Elizabeth Warren's Letter To You- It’s Time for Moms to Take on Wall Street
Moms,
The economic crisis we are in started one household at a time, with lenders who figured out that they could trick families with credit products that no one could read and that prevent any basic comparison shopping. And now the crisis is taking down American families, one household at a time, with job losses, a widening wave of foreclosures, and billions of lost savings. While economists talk about “the end of the recession,” for millions of families, hard times are getting harder. But we—moms—have a chance to do something about it.

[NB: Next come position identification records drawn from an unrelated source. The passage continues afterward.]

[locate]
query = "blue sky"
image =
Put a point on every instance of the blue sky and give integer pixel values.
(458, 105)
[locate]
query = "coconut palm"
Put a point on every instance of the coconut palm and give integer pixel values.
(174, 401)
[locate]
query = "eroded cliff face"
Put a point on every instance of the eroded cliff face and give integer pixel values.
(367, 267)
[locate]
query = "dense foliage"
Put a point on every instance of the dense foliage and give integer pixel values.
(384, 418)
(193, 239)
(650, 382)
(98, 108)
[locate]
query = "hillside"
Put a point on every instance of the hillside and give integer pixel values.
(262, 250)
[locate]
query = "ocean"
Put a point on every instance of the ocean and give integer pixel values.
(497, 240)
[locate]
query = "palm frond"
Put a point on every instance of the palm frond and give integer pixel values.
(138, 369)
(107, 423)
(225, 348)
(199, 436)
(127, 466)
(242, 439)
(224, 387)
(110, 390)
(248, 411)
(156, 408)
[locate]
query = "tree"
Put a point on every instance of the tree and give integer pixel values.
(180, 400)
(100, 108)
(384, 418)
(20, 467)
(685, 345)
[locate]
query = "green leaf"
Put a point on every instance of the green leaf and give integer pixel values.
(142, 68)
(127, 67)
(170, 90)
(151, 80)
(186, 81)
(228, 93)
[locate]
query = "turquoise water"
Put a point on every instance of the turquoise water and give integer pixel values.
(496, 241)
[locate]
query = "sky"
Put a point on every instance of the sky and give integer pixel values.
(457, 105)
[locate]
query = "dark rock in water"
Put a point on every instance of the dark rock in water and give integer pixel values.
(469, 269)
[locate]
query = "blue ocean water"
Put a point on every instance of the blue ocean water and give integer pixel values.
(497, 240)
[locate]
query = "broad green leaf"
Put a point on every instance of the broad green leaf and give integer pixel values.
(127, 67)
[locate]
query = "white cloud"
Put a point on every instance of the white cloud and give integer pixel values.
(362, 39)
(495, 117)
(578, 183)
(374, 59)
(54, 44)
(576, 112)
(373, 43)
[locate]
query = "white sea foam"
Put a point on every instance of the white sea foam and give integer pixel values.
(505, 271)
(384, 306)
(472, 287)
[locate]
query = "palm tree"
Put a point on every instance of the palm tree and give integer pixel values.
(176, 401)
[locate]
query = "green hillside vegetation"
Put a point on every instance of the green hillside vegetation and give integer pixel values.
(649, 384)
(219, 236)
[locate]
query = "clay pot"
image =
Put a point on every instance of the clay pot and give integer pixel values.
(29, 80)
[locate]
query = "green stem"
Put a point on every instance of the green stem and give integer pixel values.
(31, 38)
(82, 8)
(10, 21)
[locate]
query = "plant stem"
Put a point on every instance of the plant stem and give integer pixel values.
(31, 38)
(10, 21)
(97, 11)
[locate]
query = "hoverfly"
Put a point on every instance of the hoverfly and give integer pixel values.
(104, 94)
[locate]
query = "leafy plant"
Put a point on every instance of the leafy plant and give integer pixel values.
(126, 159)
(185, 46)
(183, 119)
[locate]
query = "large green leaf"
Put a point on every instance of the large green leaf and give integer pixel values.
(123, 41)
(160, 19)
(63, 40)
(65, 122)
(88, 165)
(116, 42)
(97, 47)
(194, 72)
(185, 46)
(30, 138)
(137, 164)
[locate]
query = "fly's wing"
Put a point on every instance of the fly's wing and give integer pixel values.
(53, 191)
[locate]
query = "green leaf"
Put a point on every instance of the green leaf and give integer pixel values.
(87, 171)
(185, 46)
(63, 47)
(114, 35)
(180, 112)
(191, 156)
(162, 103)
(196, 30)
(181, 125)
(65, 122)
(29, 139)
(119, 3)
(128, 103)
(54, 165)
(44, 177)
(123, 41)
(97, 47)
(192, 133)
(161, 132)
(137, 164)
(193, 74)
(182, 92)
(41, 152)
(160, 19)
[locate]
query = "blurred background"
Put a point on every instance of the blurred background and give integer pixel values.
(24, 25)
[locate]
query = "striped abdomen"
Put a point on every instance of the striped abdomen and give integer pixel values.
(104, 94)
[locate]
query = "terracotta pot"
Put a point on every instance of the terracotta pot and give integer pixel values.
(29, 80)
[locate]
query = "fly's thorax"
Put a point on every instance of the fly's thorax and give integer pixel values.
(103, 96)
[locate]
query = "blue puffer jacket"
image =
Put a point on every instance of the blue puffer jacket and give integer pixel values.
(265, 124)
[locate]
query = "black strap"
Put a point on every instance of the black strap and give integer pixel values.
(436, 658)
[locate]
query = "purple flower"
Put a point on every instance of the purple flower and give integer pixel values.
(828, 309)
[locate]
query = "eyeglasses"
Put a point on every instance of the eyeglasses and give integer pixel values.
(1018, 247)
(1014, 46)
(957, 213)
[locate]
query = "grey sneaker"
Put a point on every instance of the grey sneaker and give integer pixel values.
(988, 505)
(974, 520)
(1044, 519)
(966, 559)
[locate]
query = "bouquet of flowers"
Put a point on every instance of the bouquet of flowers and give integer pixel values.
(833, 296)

I’ve been a member of MomsRising since it was born. I’m a grandmother now, and my two little granddaughters make me focus on Mom’s issues with more intensity than ever. The tricks are everywhere: The average check overdraft is $17, but the average fee for the check overdraft is $34. Used car dealers get kickbacks up to $3,800 for steering customers into higher-priced loans. Credit card companies calculate interest charges on money you have already paid back. We can stop the sale of deceptive credit. We can stop the hemorrhage of tens of billions of dollars on trick credit card penalties and interest rates, trick overdraft fees and trick car loan kickbacks. We can make credit markets work for us.
But first we should take a step back and think about context. Here is what went wrong and what we can do about it:
Mortgages, credit cards, car loans and the like used to be covered by basic safety rules, many of which were enforced by government agencies. Starting in the 1980s, Wall Street CEOs captured agencies that were supposed to regulate them, taking cops off the beat. They started funneling enormous resources into the political process so that they could rewrite the safety rules—and so they could make sure there wouldn't be any new cops watching out for families.
With no laws to hold them back, Wall Street changed its business model. Instead of selling families boring, safe credit cards and mortgages, it started selling products that appeared to have a low cost, but that were laden with tricks and traps that raked in the real money.
That went on for years, and the industry's tricks-and-traps business got more and more out of control. While the average credit card contract was a single page in 1980, today it is more than 30 pages long. Mortgages began to look like credit cards—with teaser rates, hidden fees and stacks of papers to be signed with no real chance to read them. If you haven’t been burned yourself by fine print, you surely have a close friend or family member who has been. And the result is less choice for consumers, more risk in the system, and innovation driven around the development of new tricks and traps rather than around serving customer preferences.
As we now know, the sale and re-sale of deceptive mortgages and other dangerous products went on to make trillions of dollars for Wall Street while bringing the economy to its knees. And when the industry's recklessness brought the biggest banks to the brink of collapse, Wall Street turned to the taxpayers for bailouts and guarantees, which put it right back into big profits and big bonuses.
Today, Congress is in the process of writing the final chapter of this narrative. Its financial regulatory reform legislation will determine the face of our economy for the next 50 years. And Congress is torn between two sides in a raging battle: families on one side and Wall Street on the other.
I believe that the clearest indication of whether families or Wall Street will win will be whether Congress acts to create a new Consumer Financial Protection Agency (CFPA). This consumer agency would put cops on the beat, regulatory cops with the tools to fix the broken credit market by putting an end to deceptive practices. It would empower families to make good financial decisions and put a cop back on the beat in Washington.
But the Wall Street CEOs now have the CFPA bottled up in the Senate. The proposal has made it through the House, and the President is ready to sign it, but we are all waiting for your Senator to make an important choice between your family and the big banks. The CEOs are whispering to the Senators that no one is watching, that they can vote with Wall Street and that no one will care.
This is where Moms come in.
I know how busy you are, but please make your voice heard. Please call your Senators. Please send an email. Please write an op-ed or letter to the editor to your local paper. Say you want a consumer watchdog that will cut out the tricks and traps that are putting families at risk. Announce loud and clear that you are paying attention to what is happening in Washington, and that you want to know whose side your Senators are on. It doesn’t have to be fancy. It just has to happen.
And it can happen especially quickly if you go to this link: http://www.change.org/affil/actions/view/tell_the_senate_we_need_financial_reform_now
The banks and the lobbyists have a lot of power in Washington, but they really might lose this time. Moms could make that happen.